Church Of St Ninian is a Grade I listed building in the Westmorland and Furness local planning authority area, England. A Post-medieval Church.
Church Of St Ninian
- WRENN ID
- strange-keep-mist
- Grade
- I
- Local Planning Authority
- Westmorland and Furness
- Country
- England
- Type
- Church
- Period
- Post-medieval
- Source
- Historic England listing
Description
The Church of St Ninian is a redundant parish church built in 1660 on a medieval site for Lady Anne Clifford, with a porch added in 1841. It features red sandstone rubble walls supported by regularly spaced buttresses, while the porch is made of reeded red sandstone ashlar. The roof is covered with graduated greenslate and includes a 19th-century west bellcote. The church consists of a 4-bay nave and a single-bay chancel under a common roof. The porch has a Tudor-arched doorway with a date panel above it. Both the nave and chancel have small round-arched windows with hollow double-chamfered surrounds and hoodmoulds. The chancel also includes a south round-arched priest's doorway under a hoodmould. The windows on the east and west walls are similar but slightly taller than those on the north and south walls. The porch covers a flattened segmental-headed 17th-century doorway.

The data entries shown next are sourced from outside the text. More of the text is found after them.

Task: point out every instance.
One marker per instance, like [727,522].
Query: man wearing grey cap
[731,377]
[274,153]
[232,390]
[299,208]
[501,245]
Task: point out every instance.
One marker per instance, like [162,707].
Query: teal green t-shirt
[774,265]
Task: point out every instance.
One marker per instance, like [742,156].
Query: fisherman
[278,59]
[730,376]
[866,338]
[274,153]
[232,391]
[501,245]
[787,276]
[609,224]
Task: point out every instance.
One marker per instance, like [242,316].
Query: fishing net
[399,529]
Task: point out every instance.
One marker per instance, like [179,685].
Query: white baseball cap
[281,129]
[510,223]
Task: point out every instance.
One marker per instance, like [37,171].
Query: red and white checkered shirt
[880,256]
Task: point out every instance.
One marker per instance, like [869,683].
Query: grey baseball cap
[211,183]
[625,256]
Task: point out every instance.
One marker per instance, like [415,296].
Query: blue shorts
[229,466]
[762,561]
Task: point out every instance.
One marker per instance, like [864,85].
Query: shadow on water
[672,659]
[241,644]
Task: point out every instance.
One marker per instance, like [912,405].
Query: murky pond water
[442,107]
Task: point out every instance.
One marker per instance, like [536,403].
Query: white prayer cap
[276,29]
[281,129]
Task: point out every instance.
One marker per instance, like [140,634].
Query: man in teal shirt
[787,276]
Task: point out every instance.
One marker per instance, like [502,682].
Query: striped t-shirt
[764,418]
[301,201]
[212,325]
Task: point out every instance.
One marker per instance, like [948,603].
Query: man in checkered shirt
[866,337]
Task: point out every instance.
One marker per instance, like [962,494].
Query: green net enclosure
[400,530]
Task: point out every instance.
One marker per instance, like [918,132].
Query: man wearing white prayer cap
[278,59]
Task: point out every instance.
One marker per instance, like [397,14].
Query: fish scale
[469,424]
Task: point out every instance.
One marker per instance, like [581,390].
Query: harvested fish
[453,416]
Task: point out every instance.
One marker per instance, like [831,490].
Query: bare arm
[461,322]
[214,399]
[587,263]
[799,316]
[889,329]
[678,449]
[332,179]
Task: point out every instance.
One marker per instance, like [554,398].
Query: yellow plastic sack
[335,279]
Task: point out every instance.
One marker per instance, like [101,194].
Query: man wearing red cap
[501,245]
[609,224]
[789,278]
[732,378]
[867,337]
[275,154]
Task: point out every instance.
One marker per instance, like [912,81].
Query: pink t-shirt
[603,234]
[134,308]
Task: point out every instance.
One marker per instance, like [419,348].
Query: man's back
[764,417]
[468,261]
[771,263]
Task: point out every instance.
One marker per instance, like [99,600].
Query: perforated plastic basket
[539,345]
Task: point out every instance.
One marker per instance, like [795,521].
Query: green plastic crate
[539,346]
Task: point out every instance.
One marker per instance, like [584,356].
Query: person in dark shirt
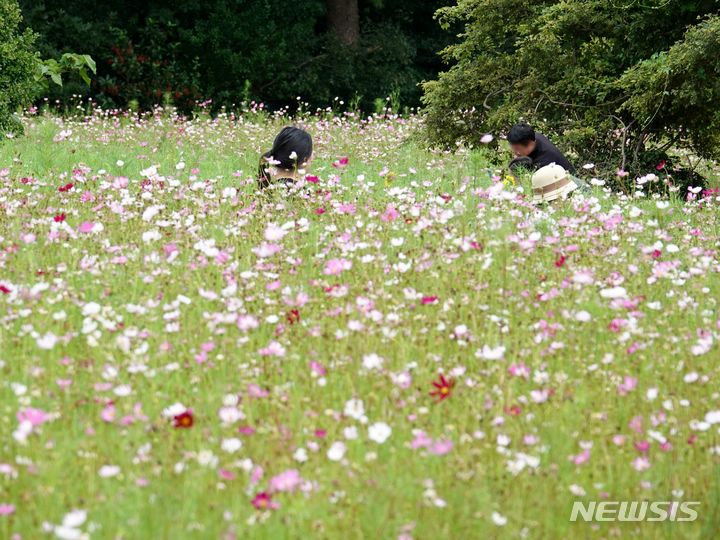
[288,160]
[525,143]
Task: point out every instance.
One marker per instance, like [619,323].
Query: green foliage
[69,62]
[196,50]
[17,67]
[610,80]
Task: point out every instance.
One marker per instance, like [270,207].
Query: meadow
[402,346]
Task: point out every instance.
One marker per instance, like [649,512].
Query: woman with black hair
[289,158]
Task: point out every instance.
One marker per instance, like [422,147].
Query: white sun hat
[551,182]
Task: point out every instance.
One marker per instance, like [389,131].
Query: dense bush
[616,82]
[230,51]
[17,66]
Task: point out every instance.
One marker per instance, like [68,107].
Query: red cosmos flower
[263,501]
[513,410]
[184,420]
[443,388]
[293,316]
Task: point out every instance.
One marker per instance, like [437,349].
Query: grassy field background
[147,285]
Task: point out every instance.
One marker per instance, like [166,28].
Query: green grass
[494,264]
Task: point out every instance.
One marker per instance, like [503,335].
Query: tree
[343,18]
[616,82]
[17,67]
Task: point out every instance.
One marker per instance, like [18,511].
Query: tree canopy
[617,82]
[150,51]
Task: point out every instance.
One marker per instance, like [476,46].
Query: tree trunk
[343,18]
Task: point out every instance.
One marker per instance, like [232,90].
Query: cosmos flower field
[400,347]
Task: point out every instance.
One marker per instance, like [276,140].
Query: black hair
[521,134]
[521,162]
[291,141]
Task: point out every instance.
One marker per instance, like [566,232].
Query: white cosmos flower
[336,451]
[372,361]
[354,408]
[174,410]
[614,292]
[108,471]
[491,353]
[231,445]
[379,432]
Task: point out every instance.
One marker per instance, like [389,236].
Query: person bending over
[288,160]
[533,150]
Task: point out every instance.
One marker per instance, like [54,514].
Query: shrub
[17,66]
[610,80]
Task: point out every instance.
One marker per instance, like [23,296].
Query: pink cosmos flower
[390,214]
[273,349]
[263,501]
[421,440]
[36,417]
[247,322]
[440,448]
[255,391]
[336,266]
[86,227]
[289,480]
[582,457]
[628,385]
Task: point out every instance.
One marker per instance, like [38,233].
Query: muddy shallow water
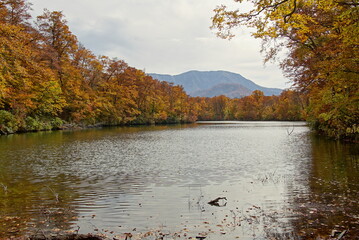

Inside, much of the original woodwork from the 1660s remains, including a 9-bay roof with collar-beam trusses that have curved braces and short kingposts above the collar beams. Original box pews are present, with some on the north side restored to their original height and featuring turned balusters. The chancel screen has turned balusters, although the central doors are missing. There is a 7-sided pulpit with a sounding board and a pedestal font on a 20th-century base dated 1662. The church contains three hatchments of arms and a poor box beside the door inscribed and dated 1663. The chancel features a plaster wreath enclosing the initials AP (Anne Pembroke) from 1660. The priest's door screen is made of carved 17th-century panels, and there is a heavy turned-baluster altar rail from the same period. Creed and Pater boards are located on the east wall. Various 18th and 19th-century wall plaques commemorate the Brougham family, with one set into the floor. A reset floor slab honors Cuthbert Bradley, the incumbent from 1624, and three additional slate slabs with brass figures and coats-of-arms from the 19th century record earlier members of the Brougham family. The church is now maintained by The Churches Conservation Trust.